Quote:However, even with your less restrictive idea, that still prevents people from RP'ing previous timelines with players who have already ran through it.
The solution to that is to not have an actual piece of the main storyline as part of your micro-canon. The game might force a certain line of events when you play through content, but there are ways in which you can handwave, reinterpret or ultimately completely change it for roleplaying purposes.
For example, let's consider the Sastasha dungeon. You can easily ignore the in-game information and simply have an IC run of it as if it was just one of many pirate hideouts. If you run the dungeon IC and also using the storyline proposed by the game then you are effectively, as you say, preventing other people from doing that content as far as your micro-canon is concerned.
If you transform the content into a 'generic' version, however, you don't. You can in fact run Sastasha in-character as many times as you want because, as far as your micro-canon is concerned, you are raiding pirate hideouts that are unrelated to the game's storyline.
Quote: You do seem to be comprehending it as though I am implying the the leaders have full control over everything you do and such but rather I mean to place them as a guide.

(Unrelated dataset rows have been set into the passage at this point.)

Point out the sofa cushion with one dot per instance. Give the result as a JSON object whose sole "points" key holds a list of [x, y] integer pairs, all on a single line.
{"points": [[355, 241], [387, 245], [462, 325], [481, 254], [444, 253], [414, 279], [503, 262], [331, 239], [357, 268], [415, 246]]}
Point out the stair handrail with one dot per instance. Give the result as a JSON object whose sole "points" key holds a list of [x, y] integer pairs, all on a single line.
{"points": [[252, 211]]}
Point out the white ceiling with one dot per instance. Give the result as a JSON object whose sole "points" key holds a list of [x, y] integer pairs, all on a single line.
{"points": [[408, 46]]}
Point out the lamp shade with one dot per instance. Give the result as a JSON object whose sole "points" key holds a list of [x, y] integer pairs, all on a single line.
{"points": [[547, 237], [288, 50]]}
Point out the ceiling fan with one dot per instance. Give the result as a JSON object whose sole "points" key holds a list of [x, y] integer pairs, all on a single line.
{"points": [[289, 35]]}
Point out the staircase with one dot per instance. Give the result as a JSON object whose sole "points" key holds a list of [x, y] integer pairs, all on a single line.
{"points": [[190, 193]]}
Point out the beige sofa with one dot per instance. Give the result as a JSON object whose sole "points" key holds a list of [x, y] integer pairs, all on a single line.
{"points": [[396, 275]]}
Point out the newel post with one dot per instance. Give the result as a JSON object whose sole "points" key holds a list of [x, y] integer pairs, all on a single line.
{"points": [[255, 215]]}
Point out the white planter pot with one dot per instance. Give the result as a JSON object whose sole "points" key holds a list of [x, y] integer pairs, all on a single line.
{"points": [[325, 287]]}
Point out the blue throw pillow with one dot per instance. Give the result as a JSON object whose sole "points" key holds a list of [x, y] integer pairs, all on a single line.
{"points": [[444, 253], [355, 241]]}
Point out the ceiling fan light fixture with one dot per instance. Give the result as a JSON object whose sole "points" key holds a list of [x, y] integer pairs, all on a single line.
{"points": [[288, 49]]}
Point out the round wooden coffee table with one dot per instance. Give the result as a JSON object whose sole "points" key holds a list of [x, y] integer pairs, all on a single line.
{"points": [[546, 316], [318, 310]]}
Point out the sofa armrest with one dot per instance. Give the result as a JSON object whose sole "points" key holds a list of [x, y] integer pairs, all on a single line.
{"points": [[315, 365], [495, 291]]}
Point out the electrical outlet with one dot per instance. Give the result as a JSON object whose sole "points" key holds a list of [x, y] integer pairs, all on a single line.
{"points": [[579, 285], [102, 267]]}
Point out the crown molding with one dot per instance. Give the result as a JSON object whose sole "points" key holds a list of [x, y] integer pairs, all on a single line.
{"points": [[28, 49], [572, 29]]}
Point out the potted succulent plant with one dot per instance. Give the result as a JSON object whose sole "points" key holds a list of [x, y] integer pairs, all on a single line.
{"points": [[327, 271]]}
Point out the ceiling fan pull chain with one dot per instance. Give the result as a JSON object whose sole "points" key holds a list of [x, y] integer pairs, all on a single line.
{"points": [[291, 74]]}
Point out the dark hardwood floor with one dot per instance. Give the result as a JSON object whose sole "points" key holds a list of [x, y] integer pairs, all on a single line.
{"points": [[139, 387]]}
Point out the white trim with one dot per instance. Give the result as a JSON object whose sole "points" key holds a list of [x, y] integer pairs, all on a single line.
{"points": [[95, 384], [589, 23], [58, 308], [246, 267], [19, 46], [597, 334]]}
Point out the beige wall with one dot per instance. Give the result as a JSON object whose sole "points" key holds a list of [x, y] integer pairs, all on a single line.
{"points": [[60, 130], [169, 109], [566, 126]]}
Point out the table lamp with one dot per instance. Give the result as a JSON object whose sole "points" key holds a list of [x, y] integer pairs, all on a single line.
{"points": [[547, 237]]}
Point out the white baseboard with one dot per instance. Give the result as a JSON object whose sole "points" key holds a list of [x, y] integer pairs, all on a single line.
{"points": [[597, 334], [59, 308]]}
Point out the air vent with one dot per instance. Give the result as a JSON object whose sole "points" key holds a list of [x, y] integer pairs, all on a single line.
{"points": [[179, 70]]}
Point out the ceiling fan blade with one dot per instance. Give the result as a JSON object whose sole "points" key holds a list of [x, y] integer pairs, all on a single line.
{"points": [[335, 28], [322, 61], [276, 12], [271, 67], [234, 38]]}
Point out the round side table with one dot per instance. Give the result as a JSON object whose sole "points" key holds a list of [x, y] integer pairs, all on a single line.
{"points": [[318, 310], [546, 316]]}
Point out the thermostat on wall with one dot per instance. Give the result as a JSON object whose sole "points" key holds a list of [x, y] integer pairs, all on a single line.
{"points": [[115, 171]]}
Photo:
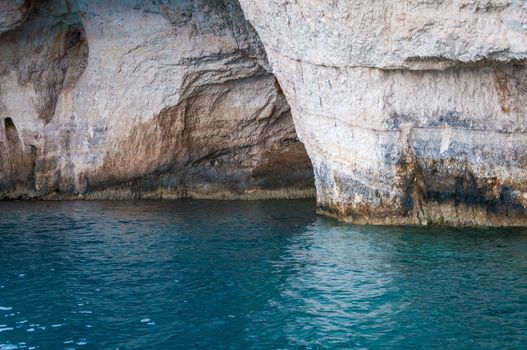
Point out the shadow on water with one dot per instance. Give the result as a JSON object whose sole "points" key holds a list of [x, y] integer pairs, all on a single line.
{"points": [[206, 274]]}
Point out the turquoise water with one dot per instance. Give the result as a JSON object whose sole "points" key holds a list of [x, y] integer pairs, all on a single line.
{"points": [[251, 275]]}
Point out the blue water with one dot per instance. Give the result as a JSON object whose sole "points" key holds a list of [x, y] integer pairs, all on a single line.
{"points": [[251, 275]]}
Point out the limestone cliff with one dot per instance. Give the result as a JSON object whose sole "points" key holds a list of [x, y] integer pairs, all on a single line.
{"points": [[412, 112], [141, 99]]}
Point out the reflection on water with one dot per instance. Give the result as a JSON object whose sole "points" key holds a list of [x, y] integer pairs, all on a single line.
{"points": [[202, 274]]}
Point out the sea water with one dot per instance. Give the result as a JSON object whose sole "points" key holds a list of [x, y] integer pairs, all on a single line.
{"points": [[251, 275]]}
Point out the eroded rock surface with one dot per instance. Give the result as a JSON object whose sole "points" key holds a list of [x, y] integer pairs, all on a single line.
{"points": [[412, 112], [133, 99]]}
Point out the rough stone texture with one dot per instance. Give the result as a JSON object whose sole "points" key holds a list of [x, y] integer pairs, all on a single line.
{"points": [[137, 99], [412, 112]]}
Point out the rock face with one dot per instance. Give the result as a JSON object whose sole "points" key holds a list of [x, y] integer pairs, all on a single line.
{"points": [[136, 99], [412, 112]]}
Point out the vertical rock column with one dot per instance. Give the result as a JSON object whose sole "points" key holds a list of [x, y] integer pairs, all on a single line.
{"points": [[411, 112]]}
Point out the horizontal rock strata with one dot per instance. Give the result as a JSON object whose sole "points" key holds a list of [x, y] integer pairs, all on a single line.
{"points": [[121, 99], [412, 112]]}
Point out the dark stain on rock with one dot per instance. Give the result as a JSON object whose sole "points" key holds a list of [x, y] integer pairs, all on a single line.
{"points": [[211, 141]]}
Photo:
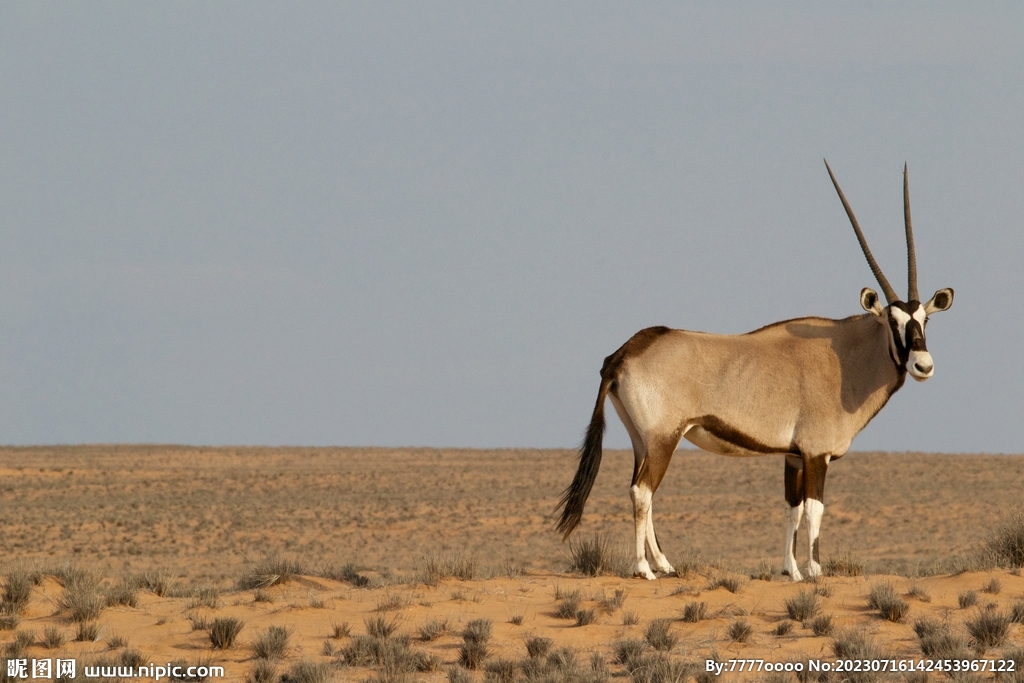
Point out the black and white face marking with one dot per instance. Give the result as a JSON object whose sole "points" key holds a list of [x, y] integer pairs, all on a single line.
{"points": [[906, 325]]}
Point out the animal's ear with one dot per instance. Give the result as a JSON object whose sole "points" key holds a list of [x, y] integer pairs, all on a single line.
{"points": [[869, 301], [941, 301]]}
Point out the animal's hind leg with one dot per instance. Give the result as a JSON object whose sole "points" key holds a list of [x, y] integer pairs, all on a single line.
{"points": [[814, 478], [646, 479], [795, 511]]}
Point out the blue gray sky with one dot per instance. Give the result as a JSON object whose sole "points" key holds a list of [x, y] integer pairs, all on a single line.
{"points": [[427, 223]]}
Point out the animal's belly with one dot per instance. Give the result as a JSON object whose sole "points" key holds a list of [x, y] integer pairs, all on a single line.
{"points": [[719, 443]]}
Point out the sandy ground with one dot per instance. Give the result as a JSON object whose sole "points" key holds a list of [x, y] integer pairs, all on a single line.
{"points": [[205, 515]]}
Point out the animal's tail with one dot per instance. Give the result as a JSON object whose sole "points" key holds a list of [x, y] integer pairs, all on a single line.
{"points": [[574, 497]]}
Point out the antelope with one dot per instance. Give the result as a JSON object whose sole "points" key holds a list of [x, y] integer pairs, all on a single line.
{"points": [[803, 388]]}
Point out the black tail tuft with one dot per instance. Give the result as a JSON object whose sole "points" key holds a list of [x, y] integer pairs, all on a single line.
{"points": [[574, 497]]}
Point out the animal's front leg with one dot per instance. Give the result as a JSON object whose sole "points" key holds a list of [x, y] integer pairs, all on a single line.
{"points": [[790, 565], [662, 562], [814, 473], [794, 513], [641, 496], [814, 511]]}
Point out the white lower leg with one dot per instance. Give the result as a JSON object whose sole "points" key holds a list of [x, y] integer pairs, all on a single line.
{"points": [[641, 509], [814, 511], [790, 566], [662, 562]]}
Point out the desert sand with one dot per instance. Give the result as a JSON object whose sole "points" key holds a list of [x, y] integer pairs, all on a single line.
{"points": [[205, 519]]}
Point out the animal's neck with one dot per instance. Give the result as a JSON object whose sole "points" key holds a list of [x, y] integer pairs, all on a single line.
{"points": [[869, 374]]}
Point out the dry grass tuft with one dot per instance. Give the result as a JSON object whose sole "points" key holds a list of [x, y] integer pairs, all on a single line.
{"points": [[740, 631], [803, 606], [272, 644], [988, 629], [224, 631], [1005, 545], [694, 611], [659, 637], [967, 599], [597, 555], [16, 592], [435, 567], [844, 565], [890, 605], [475, 637]]}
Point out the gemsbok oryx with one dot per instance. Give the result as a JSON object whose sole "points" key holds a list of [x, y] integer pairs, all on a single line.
{"points": [[803, 388]]}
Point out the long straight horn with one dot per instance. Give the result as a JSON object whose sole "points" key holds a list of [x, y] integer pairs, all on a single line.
{"points": [[883, 283], [911, 258]]}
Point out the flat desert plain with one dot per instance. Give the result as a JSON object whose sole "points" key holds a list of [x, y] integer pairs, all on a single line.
{"points": [[334, 547]]}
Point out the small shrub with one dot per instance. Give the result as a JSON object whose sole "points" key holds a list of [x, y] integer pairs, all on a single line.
{"points": [[199, 622], [87, 632], [658, 636], [272, 644], [501, 671], [821, 625], [855, 645], [740, 631], [391, 603], [937, 642], [116, 642], [307, 671], [224, 631], [124, 594], [612, 603], [472, 654], [379, 627], [919, 593], [433, 629], [586, 616], [262, 672], [590, 556], [204, 596], [53, 638], [731, 584], [81, 599], [765, 571], [630, 653], [989, 629], [659, 669], [884, 598], [16, 592], [694, 611], [473, 650], [803, 606], [1005, 545], [844, 565], [538, 646], [569, 605], [477, 630], [455, 675], [131, 658]]}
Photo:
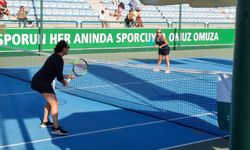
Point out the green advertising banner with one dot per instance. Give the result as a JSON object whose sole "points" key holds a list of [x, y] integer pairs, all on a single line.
{"points": [[28, 38]]}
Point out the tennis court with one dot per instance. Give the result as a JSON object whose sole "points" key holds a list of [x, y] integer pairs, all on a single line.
{"points": [[120, 104]]}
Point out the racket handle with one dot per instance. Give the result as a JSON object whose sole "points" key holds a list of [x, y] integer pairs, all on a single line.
{"points": [[68, 80]]}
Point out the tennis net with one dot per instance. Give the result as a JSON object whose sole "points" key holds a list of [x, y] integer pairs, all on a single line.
{"points": [[186, 97]]}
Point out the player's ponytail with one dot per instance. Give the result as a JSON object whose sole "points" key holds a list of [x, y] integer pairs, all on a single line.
{"points": [[60, 45]]}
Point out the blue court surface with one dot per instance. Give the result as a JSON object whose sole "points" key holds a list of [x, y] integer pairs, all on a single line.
{"points": [[170, 120]]}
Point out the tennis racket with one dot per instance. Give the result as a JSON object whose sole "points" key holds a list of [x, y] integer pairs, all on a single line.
{"points": [[80, 67]]}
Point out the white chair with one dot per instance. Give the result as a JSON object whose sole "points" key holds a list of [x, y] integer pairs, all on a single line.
{"points": [[75, 12], [69, 12], [59, 5], [53, 4], [17, 4], [61, 11]]}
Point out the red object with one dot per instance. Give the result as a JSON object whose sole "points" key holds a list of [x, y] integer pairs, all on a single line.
{"points": [[3, 3]]}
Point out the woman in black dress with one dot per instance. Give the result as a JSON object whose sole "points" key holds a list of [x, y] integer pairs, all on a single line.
{"points": [[163, 51], [42, 83]]}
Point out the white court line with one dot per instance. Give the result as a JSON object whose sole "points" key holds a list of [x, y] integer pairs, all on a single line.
{"points": [[14, 94], [191, 143], [81, 134]]}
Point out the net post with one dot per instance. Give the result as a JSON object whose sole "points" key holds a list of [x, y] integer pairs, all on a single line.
{"points": [[240, 123], [179, 31], [41, 27]]}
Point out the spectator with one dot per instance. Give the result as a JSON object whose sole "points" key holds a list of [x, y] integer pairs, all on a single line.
{"points": [[118, 12], [30, 24], [133, 4], [103, 19], [130, 19], [139, 22], [22, 14], [4, 9], [115, 2]]}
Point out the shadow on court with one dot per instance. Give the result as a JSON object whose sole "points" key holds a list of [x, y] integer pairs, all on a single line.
{"points": [[146, 98], [15, 108]]}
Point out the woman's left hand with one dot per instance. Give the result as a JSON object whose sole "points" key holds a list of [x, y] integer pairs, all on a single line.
{"points": [[71, 76]]}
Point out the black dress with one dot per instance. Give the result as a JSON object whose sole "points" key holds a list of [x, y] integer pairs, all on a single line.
{"points": [[164, 50], [52, 68]]}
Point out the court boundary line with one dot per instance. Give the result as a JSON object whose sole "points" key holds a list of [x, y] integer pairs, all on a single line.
{"points": [[20, 93], [83, 133], [191, 143]]}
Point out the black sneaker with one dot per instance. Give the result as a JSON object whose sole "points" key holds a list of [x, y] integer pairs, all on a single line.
{"points": [[46, 124], [59, 131]]}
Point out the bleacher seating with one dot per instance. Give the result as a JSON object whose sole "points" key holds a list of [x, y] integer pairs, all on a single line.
{"points": [[81, 10], [69, 10]]}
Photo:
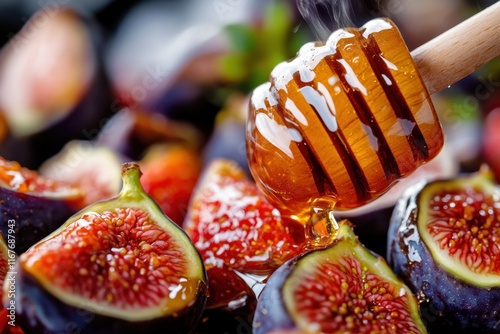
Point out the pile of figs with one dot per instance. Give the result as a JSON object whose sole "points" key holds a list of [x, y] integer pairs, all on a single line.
{"points": [[127, 205]]}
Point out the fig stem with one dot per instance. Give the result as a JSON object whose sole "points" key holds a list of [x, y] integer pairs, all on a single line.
{"points": [[131, 175]]}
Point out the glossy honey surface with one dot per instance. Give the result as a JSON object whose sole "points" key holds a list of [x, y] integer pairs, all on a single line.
{"points": [[343, 121]]}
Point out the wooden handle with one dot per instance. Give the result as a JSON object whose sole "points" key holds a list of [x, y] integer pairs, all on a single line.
{"points": [[459, 51]]}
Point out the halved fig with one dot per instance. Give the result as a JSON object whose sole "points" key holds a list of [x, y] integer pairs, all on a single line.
{"points": [[444, 241], [94, 169], [35, 205], [343, 288], [118, 266], [53, 87], [232, 224], [230, 306]]}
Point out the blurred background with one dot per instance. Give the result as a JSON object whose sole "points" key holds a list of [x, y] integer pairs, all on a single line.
{"points": [[129, 74]]}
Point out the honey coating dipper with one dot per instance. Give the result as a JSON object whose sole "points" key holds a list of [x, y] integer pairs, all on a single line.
{"points": [[340, 123]]}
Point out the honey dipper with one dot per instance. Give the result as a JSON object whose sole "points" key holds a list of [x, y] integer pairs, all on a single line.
{"points": [[336, 126]]}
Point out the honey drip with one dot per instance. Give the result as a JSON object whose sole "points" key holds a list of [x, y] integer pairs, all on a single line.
{"points": [[322, 227], [343, 120]]}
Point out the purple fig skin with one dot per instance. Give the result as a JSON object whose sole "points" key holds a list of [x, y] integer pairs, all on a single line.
{"points": [[271, 313], [34, 217], [39, 312], [447, 302]]}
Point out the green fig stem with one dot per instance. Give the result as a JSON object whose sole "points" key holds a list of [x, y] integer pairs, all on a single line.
{"points": [[131, 175]]}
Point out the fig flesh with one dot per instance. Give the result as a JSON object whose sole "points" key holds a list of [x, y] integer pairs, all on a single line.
{"points": [[92, 168], [34, 205], [444, 242], [343, 288], [232, 224], [53, 86], [118, 266], [170, 173]]}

If you don't give them authority, then we cannot call them leaders at all. If you give them authority, they are not simple guides anymore since they will have the power, implicit or explicit, direct or indirect, to decide on matters of what is 'canonicaly' correct for the community or for a subset of players. For example, someone who 'canonicaly' (as decided by the RPC) is the highest officer of the Immoral Flames below Rhaubaun: he has power over everyone inferior in ranks to him. The only way for characters to ignore his orders in-character is to imply that someone who is 'higher' than him ordered him otherwise. Except the only one higher than him is an NPC who cannot be spoken to without trampling on everyone else's toes.
This positions of power only work well in guilds/free companies/linkshells, because people implicitly place theirselves under the leadership by joining.
It can also work in community driven events when the position of leadership is temporal, a consequence of the event and when obedience is optional.
None of that is true if you appoint players or characters as the higher-ups of canonical organizations.